Hey everybody, I just arrived in Abu Dhabi today for work...I have a lot of questions about getting my life setup in the UAE, but i'll keep it to one subject for now; Boats. 

I have been trying to figure out the best option for accommodations and came up with the idea of living on a boat a few weeks ago. I'm really liking this option and haven't come up with a reason why I should abandon the idea yet. So, if there's any boaters / sailers out there i'm looking for some insight into some of the difficulties with purchasing a boat to live on in the UAE. I'd be looking in the 32ft to 40ft range and likely get a berth at either Yas or Al Bandar since i'll be working on the other side of the airport somewhere in the desert.


----------



## twowheelsgood (Feb 21, 2013)

I believe there was a thread a couple of weeks ago on the subject.

If I recall correctly, you won't be able to live on a boat as it was a condition of marina access, ownership or berthing that you already had somewhere else to live in Dubai.


----------



## TallyHo (Aug 21, 2011)

You haven't experienced an UAE summer yet, have you?

I can't imagine it's any fun to live on a boat during the summer, even if the cabin is air conditioned. The heat and glare would be downright uncomfortable and you'd probably get cabin fever very quickly. 




yacht or not said:


> Hey everybody, I just arrived in Abu Dhabi today for work...I have a lot of questions about getting my life setup in the UAE, but i'll keep it to one subject for now; Boats.
> 
> I have been trying to figure out the best option for accommodations and came up with the idea of living on a boat a few weeks ago. I'm really liking this option and haven't come up with a reason why I should abandon the idea yet.
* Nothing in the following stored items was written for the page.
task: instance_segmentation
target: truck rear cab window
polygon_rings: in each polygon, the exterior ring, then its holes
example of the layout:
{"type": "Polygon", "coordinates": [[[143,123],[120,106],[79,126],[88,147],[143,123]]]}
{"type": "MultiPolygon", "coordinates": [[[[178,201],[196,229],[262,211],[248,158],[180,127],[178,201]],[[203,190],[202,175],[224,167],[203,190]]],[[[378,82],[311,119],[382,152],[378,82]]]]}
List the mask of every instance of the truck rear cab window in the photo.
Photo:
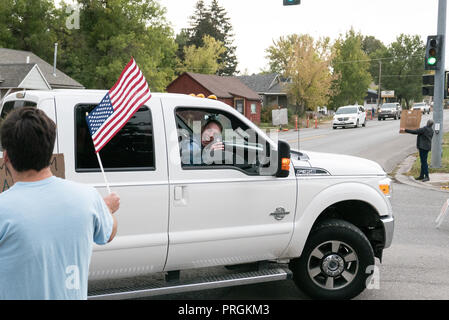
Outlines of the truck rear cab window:
{"type": "MultiPolygon", "coordinates": [[[[0,114],[0,127],[2,126],[3,120],[6,119],[8,114],[17,108],[23,108],[23,107],[36,107],[37,103],[32,101],[26,101],[26,100],[13,100],[8,101],[3,104],[2,113],[0,114]]],[[[2,151],[3,148],[1,147],[0,142],[0,151],[2,151]]]]}
{"type": "Polygon", "coordinates": [[[0,115],[1,120],[4,120],[6,116],[17,108],[23,108],[23,107],[36,107],[37,103],[32,101],[26,101],[26,100],[15,100],[15,101],[8,101],[5,102],[2,108],[2,113],[0,115]]]}
{"type": "MultiPolygon", "coordinates": [[[[75,107],[75,170],[98,172],[97,156],[87,128],[86,112],[93,104],[75,107]]],[[[101,149],[105,171],[155,170],[153,121],[147,106],[141,107],[126,125],[101,149]]]]}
So, if there's any boaters / sailers out there i'm looking for some insight into some of the difficulties with purchasing a boat to live on in the UAE. I'd be looking in the 32ft to 40ft range and likely get a berth at either Yas or Al Bandar since i'll be working on the other side of the airport somewhere in the desert.


----------



## lahori (Oct 27, 2013)

All said and done. 
I like how you think


----------